Abstract
Background
Research to understand variability at the highest end of the cognitive performance distribution has been scarce. Our aim was to define a cognitive endophenotype based on exceptional episodic memory performance (EM) and to investigate familial aggregation of EM in families from the Long Life Family Study.
Methods
Using a sample of 1911 non-demented offspring of long-lived probands, we created a quantitative phenotype, EM (memory z-score >= 1.5), and classified LLFS families as EM and Non-EM families based on the number of EM offspring. We then assessed differences in memory performance between LLFS relatives in the parental generation of EM families and those in Non-EM families using multivariate analysis adjusted for APOE genotype.
Results
LLFS relatives in the proband generation from EM families showed better episodic memory performance than those from Non-EM families (β=0.74, SE=0.19, p =1.4 × 10-4).
Conclusions
We demonstrated that there is a familial correlation of the EM endophenotype, suggesting that genetic variants might influence memory performance in long-lived families.
Introduction
Human cognitive performance is highly variable. Family, twin, and adoption studies have documented strong evidence that genetic factors contribute to variation in the normal range of cognitive performance (Butcher, et al., 2008, Deary, et al., 2006). In contrast, little is known about the genetic factors that contribute to exceptionally high levels of cognitive performance. Quantitative genetic research in the normal range of cognitive variation has shown that virtually all cognitive tasks show appreciable heritability (Plomin and DeFries, 1998). For episodic memory for example, we and others (Johansson, et al., 1999, Wilson, et al., 2011) have consistently reported heritability estimates between 30% and 60%, indicating that much of the observed variability in this cognitive domain is genetically influenced. Subsequent efforts have been aimed at identifying the specific genes responsible for the heritability of specific cognitive abilities. Most of the research has focused on conditions associated with cognitive disabilities, because these conditions can provide important clues to the potential effect of genes on cognition. As a result, hundreds of single-gene defects have been described as impairing cognitive development (Freund and Reiss, 1991, Reiss, et al., 1995). However, variability in normal cognitive function is most likely the result of many different genes interacting with each other and with non-genetic factors as well. In fact, genome-wide association studies (GWAS) of general cognitive ability have demonstrated that many genes of small effect make up 60% of the heritable variation in the trait (Butcher, et al., 2008, Davis, et al., 2010). Similarly, the majority of the research on exceptional cognitive abilities has explored the contribution of both genetics and environmental factors to the differences observed among individuals with exceptional abilities. As with estimates found for normal variation, findings from the small number of studies which have assessed cognitive exceptionality in twins reported high heritability estimates for high cognitive function (Haworth, et al., 2009, Petrill, et al., 2009, Plomin and Haworth, 2009, Saudino, et al., 1994).
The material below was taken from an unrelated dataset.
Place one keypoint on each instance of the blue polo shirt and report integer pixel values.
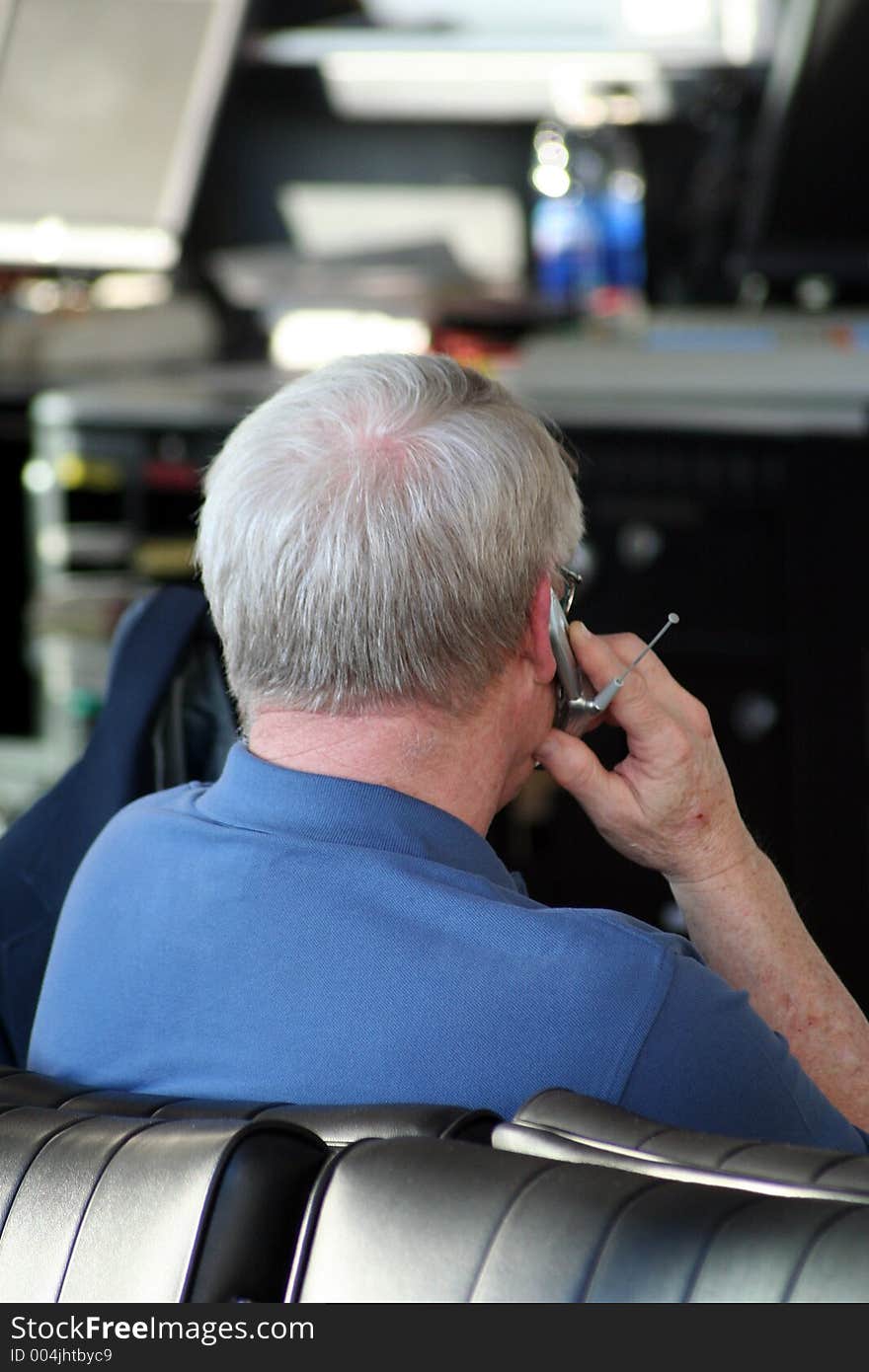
(287, 936)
The biological pathways that influence longevity are still unknown. We and others (Barral, et al., 2012, Fried, et al., 1998, Korten, et al., 1999, Schupf, et al., 2003) have documented a significant association between preserved cognitive function and successful aging. It is likely that cognitive traits, such as exceptional memory, might represent one of the several endophenotypes contributing to exceptional survival.
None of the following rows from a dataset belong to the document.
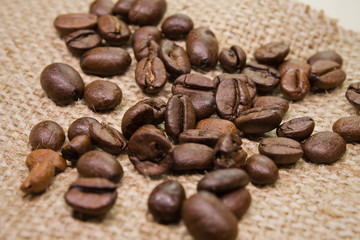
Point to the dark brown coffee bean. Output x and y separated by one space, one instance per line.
144 12
179 116
93 196
177 26
223 181
326 55
105 61
229 153
101 95
68 23
281 150
202 48
261 169
62 83
107 138
148 151
272 53
298 129
192 156
100 164
294 84
206 218
232 59
326 74
175 58
348 128
324 147
165 202
47 134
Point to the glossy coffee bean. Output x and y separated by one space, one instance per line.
47 134
62 83
165 202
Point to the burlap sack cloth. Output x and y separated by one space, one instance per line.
308 201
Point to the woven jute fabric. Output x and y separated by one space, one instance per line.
308 201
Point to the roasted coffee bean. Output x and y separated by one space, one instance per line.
177 26
175 58
232 59
281 150
259 120
148 151
105 61
107 138
82 40
206 218
62 83
261 169
68 23
326 74
101 95
150 75
144 12
92 196
298 129
266 78
229 153
272 53
223 181
324 147
179 116
165 202
80 127
207 137
348 128
294 84
202 48
326 55
47 134
113 30
192 156
73 150
100 164
221 125
39 177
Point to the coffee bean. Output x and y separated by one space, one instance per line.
93 196
229 153
294 84
326 74
47 134
324 147
261 169
150 75
107 138
177 26
223 181
272 53
144 12
192 156
175 58
105 61
62 83
202 48
148 151
281 150
165 202
298 129
100 164
232 59
348 128
101 95
206 218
In this study, we take into account the complex quantitative nature of cognitive performance and define a phenotype based on the exceptional performance of episodic memory exhibited by offspring in the Long Life Family Study cohort. We aim to evaluate whether there is a familial clustering of the exceptional memory phenotype (EM) within LLFS families that would suggest its potential value for further genetic studies.
Material and Methods
LLFS cohort
Characteristics of the LLFS cohort have been described elsewhere (Barral, et al., 2012).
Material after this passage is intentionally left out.